The bride wore a long-sleeved dress of stiff white satin, with shirred tulle at the neck—a dress covered by her Grandmother Hall’s rose-point Brussels lace, of which the long bridal veil was also made. Around her throat was a dog collar of pearls given her by Franklin’s mother; in her arms was a huge bouquet of lilies of the valley. She was radiant, almost beautiful, and certainly graceful in her tall slenderness as she emerged from the upstairs bedroom where she had dressed, came down the stairway on the arm of her escort, and walked slowly along the aisle between the groom’s assembled family and her own to the chancel of pink roses and palms that had been set up before the fireplace. The groom awaited her there, with his best man, Lathrop Brown, as did the Reverend Dr. Peabody, who performed the ceremony.
But the center of attention at this wedding and reception was not the bride. Not for her sake, nor that of the man she was to marry, did great crowds gather at both the Fifth and Madison Avenue entrances to that block, entrances cordoned off by more than seventy-five policemen who permitted none but invited guests to enter and, indeed, so zealously checked their credentials that several did not get into the LudlowParish houses until after the reception had almost ended. When the bride came down the stairs she was less stared at even by that family assemblage than was the man who was the object of all this police guardianship —a bespectacled, mustached man almost a head shorter than she, upon whose arm she leaned—and the most memorable moment of the ceremony came, not when the Reverend Dr. Peabody pronounced Franklin and Eleanor man and wife, but when he asked, “Who giveth this woman to be married to this man?” and was answered by the stocky bespectacled man, in a loud voice, “I do!” For this man who gave the bride away— this man for whose convenience the wedding date had been set (in his official capacity he had reviewed the Saint Patrick’s Day Parade up Fifth Avenue before coming to the ParishLudlow houses)—was none other than Eleanor’s Uncle Ted, the President of the United States.
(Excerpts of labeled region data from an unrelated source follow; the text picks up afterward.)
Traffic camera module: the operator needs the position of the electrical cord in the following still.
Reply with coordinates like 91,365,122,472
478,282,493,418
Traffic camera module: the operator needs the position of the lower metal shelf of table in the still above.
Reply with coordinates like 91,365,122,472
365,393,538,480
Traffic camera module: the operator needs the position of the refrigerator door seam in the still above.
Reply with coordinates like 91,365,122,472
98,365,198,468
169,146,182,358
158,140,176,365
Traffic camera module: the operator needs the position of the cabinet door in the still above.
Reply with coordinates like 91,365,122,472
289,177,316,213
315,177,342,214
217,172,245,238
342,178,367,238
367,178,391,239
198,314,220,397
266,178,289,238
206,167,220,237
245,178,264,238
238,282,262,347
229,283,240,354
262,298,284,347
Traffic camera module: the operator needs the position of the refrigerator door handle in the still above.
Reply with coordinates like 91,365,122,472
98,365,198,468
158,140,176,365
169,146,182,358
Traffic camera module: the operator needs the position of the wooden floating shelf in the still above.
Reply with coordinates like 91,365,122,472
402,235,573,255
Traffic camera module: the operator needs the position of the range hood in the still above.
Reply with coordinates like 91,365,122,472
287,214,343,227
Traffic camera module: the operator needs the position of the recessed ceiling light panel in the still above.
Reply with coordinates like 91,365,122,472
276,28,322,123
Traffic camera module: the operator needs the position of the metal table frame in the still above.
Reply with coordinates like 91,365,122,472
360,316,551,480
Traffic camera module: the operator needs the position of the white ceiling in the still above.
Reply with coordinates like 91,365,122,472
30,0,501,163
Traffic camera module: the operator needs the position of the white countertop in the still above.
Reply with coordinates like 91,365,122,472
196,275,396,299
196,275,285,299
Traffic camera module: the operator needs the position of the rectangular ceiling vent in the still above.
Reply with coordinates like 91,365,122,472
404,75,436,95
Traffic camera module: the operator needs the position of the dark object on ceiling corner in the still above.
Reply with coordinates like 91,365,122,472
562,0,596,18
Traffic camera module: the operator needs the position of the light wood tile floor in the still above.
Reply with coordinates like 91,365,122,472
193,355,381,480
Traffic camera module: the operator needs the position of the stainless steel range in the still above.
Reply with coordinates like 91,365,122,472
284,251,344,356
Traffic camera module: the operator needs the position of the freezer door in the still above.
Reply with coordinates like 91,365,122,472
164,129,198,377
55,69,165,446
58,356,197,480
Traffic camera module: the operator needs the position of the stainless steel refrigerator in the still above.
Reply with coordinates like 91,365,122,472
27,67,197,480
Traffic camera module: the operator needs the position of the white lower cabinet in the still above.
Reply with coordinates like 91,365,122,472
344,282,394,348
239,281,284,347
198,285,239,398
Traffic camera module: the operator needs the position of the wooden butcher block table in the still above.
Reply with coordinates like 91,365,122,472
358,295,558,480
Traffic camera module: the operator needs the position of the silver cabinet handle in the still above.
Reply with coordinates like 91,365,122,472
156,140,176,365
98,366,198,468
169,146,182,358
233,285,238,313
The sliding doors were opened. The throng on the Parish side of them, awaiting the reception, pressed through toward the chancel where the bridal couple stood. There the President of the United States was heard to congratulate his niece and distant cousin, saying he was delighted that they were keeping the Roosevelt name in the family. Then he strode into the Parish library where refreshments were being served and where he, no doubt (for he was one of the great trenchermen of that overstuffed age), partook heartily of them. The guests followed him. Soon the young married couple were left all alone before the altar, gazing perhaps a bit ruefully at each other, though Eleanor would later remember that neither she nor Franklin was particularly surprised or dismayed by this desertion. They simply followed the others into the library where Uncle Ted held forth with jokes and stories, and where they listened and laughed with the rest.
After the President’s departure and the reception’s end, Franklin and Eleanor slipped away, donned travelling clothes, and entrained for Hyde Park, where they had a short week of honeymooning before moving into an apartment they had rented in the Hotel Webster, on West Fortyfifth Street. Here they lived until Franklin completed his first year of law school.